Russian writer and memoirist (1839–1923)

Vasily Petrovich Avenarius (Василий Петрович Авенариус, born Wilhelm Heinrich Appolonius Avenarius 10 October 1839 – 9 November 1923) was a Russian writer and memoirist.

== Biography ==
Born on 10 October 1839, in Tsarskoye Selo, to a Lutheran pastor, he graduated from the Saint Petersburg University to join first the Russian Interior Ministry and later the Office of the Institutions of Empress Maria. His first two novels, the anti-nihilist The Modern Idyll (Современная идиллия, 1865), and The Passing Craze (Поветрие, 1867), were deemed and 'reactionary' by the influential democratic press. Shocked by the almost unanimous negative response, Avenarius turned away from political issues and from then on have been publishing only books for children, as well as biographies (also adapted for the young readership), notably of Pushkin and Gogol.
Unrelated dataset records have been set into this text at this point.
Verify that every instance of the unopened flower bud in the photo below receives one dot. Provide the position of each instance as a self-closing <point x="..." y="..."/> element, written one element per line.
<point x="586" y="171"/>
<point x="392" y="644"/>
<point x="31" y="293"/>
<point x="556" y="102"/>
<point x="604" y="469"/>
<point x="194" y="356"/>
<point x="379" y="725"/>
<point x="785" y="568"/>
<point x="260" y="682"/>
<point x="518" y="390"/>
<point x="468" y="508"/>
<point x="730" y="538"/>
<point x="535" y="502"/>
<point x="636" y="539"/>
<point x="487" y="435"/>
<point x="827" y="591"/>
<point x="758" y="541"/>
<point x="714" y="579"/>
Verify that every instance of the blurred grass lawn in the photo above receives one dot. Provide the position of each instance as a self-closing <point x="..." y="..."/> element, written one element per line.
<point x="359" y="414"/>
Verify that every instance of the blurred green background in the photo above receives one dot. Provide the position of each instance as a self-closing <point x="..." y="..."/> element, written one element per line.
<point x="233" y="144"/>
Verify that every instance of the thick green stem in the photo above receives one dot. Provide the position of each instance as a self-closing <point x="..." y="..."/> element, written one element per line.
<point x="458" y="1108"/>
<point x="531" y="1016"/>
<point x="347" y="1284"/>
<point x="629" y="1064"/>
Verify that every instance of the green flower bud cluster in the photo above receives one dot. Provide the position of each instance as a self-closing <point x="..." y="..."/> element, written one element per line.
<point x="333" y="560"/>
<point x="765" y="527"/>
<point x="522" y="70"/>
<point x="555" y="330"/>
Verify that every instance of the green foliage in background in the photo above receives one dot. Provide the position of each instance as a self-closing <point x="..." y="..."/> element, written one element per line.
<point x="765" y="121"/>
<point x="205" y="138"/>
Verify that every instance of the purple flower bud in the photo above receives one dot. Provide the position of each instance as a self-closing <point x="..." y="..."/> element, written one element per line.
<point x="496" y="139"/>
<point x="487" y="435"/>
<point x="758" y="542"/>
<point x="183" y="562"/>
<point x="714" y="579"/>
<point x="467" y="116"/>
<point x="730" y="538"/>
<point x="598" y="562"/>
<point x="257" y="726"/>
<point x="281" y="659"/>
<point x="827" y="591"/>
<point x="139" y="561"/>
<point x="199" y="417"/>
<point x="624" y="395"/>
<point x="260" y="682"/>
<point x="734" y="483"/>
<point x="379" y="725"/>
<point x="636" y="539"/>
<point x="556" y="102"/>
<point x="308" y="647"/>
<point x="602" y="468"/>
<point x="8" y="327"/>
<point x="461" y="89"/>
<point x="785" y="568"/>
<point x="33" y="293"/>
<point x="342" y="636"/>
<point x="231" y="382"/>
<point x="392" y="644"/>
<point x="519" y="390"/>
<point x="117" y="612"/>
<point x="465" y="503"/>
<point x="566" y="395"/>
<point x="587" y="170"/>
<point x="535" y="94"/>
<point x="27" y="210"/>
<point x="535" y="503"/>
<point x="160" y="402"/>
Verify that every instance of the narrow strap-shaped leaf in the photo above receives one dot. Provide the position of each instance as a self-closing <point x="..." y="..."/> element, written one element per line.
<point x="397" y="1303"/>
Several of his books (including The Book of the Kiev Bogatyrs, 1875, The Tale of a Bumble-Bee, 1879, What the Room Tells, 1880, and Fairytales for Children, 1885), enjoyed steady success and numerous re-issues. Avenarius also published several historical novels and, later in his life, memoirs ("Bits of Memories from Childhood", "Before Dawn", "For Thirty Years"). He died in Petrograd, 9 November 1923 and is interred in the Smolensky Lutheran Cemetery.